Monday, February 18, 2008

Homiletics vs. the Gospel

CWN points us to this drooling babble from Greeley:

The story of the Transfiguration of Jesus in today's gospel in one of the stranger stories in any of the Gospels. Evidently Jesus had a powerful "religious experience" at some point in his public life, an experience which had a profound effect on him and on the apostles who were with him. As the story of this experience was related among the early Christians it took on a heavy overlay of theological symbolism. In the context of St. Matthew's Gospel it becomes a turning point in Jesus' life, an experience in which he saw that he must go to Jerusalem and suffer and die while he was there. Since Jesus was human he was fated to die just as all of us are fated to die. In his death, however, there would be something more. Since God was present in Jesus in a special way, God would also go down into the valley of death to show us how great was his love for us, to assure us that He would be with us at the time of our own deaths, and how all of us should face death. The manner of Jesus' death was not fated. He could have declined to go to Jerusalem without sin. Yet he came to see that he had to go there and so he did.

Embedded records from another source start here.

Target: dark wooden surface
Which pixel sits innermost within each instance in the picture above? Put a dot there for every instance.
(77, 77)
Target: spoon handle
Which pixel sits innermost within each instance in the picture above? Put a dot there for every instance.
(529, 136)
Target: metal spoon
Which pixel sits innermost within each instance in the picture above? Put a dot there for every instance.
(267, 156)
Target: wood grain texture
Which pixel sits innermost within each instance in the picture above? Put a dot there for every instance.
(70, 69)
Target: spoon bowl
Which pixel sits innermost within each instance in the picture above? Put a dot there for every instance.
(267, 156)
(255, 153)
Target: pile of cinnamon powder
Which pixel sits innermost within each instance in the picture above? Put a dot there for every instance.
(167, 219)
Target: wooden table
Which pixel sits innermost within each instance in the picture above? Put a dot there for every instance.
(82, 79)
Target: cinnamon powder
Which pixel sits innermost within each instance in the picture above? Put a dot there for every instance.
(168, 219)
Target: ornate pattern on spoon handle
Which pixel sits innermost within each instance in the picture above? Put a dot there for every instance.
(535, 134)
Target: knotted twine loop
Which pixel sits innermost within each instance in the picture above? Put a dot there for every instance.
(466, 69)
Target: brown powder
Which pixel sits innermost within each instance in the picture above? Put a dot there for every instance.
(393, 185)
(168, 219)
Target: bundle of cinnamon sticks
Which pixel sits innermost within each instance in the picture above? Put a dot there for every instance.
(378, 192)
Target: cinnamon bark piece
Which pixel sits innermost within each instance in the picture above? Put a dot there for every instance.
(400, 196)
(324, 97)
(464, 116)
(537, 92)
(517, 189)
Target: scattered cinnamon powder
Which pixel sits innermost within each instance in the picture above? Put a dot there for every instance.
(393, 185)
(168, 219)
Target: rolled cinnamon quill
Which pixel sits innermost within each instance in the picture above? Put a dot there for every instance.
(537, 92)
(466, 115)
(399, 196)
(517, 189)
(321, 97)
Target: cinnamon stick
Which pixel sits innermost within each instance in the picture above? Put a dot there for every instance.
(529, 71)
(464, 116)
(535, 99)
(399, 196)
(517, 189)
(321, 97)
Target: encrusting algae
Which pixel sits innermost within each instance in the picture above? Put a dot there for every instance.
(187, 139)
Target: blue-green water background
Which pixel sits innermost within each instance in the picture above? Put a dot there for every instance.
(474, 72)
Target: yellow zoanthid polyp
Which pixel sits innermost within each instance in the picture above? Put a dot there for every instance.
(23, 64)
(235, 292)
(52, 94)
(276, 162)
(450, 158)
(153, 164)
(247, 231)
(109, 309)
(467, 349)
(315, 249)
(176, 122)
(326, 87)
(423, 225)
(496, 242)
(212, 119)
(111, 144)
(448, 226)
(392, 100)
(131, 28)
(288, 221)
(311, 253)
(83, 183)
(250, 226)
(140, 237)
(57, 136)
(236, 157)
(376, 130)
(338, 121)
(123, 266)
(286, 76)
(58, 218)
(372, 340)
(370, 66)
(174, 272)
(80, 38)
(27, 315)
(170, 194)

And goes on to make a point that (sadly) I've had to make to my children:

There was a time when Catholics could come to the Eucharist with the understanding that what took place was intended to deepen their Christian faith. Of course, fewer than a third of Catholics regularly attend Sunday Mass these days, yet those that do show up have to coach themselves and their loved ones not to pay attention to the twink in the pulpit, precisely because he's out to take something important away from them.

It's interesting to speculate that one reason only 1/3rd of Catholics bother to show up for Mass may be precisely because of Greeley-isms, no?

Why bother if what you get is this crap? What's the point of dropping dollars into THAT pot?

Only yesterday, I listened as a local priest 'ran off the tracks' in his homily, making comparisons which were egregiously inane while covering his silliness by quoting a prominent theologian who was quite orthodox.

2 comments:

John Foust said...

When he said "twink", which of these definitions did he mean?

mickey said...

Dad, cool post.
During the Gospel yesterday I looked over at my 7 year old. (turned 7 Saturday), he looked back at me, and he got my message.
PAY ATTENTION.
Later yesterday, I quizzed him on the Gospel. He got an A. That particular gospel has a lot of color and descriptiveness that will get noticed by a boy who knows he's supposed to listen.
Jesus face shining like the sun, and his clothes becoming pure white etc.
Today when I arrived home from work, I held my boy down and tickle-tortured him, until he reviewed his Religion class lesson from today. He passed again.
Fortunately for us, we have an Old School priest at our parish, and it's strictly business.
Oh BTW, our church has a side altar (the old Baptismal grotto) that is currently a shrine and honor to our troops. Each mass we raise our right hands to the assembled pics and book of remembrance and honor those serving America proudly.
My oldest nephew is on his second tour in Iraq (USMC-purple heart Vet)24 years old. Our priest is awesome, and a-political.